OPINION
La difesa italiana guarda all'Ucraina
La Redazione260 wordsEdition №101martedì 1 settembre 2026 — Edizione № 101
Mykhailo Fedorov, ex ministro della difesa ucraino, è stato nominato consigliere del ministro della difesa italiano. Il New York Times ha colto il significato più ampio di questa nomina: non è un gesto diplomatico di routine, ma un segnale che gli eserciti europei stanno cercando di adattarsi rapidamente ai cambiamenti imposti dalla guerra in Ucraina. Fedorov è noto per il suo lavoro nel campo della tecnologia militare, in particolare dei droni, una dimensione della guerra moderna che ha trasformato il conflitto ucraino.
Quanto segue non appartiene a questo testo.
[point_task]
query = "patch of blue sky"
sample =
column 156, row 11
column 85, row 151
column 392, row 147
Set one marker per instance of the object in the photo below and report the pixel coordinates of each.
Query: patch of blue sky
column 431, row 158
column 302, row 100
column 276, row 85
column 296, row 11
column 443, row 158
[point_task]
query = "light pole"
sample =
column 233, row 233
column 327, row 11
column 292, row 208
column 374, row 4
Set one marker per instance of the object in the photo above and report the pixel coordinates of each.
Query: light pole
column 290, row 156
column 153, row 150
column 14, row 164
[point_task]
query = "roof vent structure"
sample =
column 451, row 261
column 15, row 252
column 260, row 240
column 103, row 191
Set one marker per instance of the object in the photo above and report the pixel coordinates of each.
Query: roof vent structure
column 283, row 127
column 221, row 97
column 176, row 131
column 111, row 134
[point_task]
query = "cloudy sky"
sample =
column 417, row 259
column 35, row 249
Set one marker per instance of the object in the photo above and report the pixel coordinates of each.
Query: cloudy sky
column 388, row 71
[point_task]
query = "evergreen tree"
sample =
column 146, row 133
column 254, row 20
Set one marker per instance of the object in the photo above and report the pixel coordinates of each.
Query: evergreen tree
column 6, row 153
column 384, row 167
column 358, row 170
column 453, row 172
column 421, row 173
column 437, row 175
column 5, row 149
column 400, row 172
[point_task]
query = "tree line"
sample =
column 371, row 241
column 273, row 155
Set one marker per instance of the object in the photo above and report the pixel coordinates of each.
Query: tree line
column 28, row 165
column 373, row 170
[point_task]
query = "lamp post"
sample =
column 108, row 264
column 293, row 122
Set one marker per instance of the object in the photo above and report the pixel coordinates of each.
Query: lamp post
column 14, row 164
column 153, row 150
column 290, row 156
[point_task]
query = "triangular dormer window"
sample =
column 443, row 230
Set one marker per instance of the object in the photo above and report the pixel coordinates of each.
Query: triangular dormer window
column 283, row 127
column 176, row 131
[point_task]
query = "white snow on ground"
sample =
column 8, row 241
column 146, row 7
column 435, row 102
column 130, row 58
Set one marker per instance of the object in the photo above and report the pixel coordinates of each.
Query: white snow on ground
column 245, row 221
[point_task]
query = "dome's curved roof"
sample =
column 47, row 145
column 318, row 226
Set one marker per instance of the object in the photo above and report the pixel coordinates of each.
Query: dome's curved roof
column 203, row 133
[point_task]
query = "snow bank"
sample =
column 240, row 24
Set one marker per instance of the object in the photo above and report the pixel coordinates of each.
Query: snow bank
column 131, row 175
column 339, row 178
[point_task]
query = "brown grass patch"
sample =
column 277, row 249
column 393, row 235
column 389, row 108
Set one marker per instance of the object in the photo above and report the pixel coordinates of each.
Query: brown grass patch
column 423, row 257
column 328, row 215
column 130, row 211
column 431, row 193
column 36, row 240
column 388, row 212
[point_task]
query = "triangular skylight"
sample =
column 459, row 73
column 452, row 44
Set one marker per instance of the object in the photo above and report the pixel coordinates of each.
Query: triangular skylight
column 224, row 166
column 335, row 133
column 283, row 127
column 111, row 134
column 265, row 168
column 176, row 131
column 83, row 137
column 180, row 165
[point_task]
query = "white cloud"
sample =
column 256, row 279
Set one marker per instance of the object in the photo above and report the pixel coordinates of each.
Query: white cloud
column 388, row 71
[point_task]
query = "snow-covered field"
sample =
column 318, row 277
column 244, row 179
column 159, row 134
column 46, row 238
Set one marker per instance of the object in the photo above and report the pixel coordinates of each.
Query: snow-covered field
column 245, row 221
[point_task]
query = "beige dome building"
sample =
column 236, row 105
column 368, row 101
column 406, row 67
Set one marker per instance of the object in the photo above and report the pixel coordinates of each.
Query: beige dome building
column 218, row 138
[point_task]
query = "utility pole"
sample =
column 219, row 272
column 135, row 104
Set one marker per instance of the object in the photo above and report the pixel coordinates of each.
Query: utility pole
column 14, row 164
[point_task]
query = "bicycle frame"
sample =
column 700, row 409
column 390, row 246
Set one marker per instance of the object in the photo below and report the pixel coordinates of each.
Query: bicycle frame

La stampa internazionale vede in questa scelta una strategia consapevole: l'Italia, come altri paesi europei, riconosce che la guerra non è più solo una questione di eserciti tradizionali, ma di innovazione tecnologica e adattamento rapido. Portare dentro il ministero della difesa italiano un ufficiale che ha vissuto in prima persona la trasformazione del campo di battaglia significa acquisire competenze che nessun corso accademico può fornire. È un'ammissione che l'Europa ha bisogno di imparare dall'Ucraina, non il contrario.
Ciò che la copertura straniera evidenzia è anche una tensione: Fedorov era stato destituito da Kyiv il mese scorso, un fatto che aveva provocato rare proteste in tempo di guerra. La sua partenza era stata interpretata come un segno di conflitto interno. Ora, il suo incarico a Roma suggerisce che le competenze rimangono preziose, anche quando la politica interna di un paese le rifiuta. È un ricordo di quanto sia complessa la diplomazia della sicurezza europea in questo momento: non si tratta solo di alleanze, ma di trasferimento di conoscenze in un continente che si prepara a una nuova realtà strategica.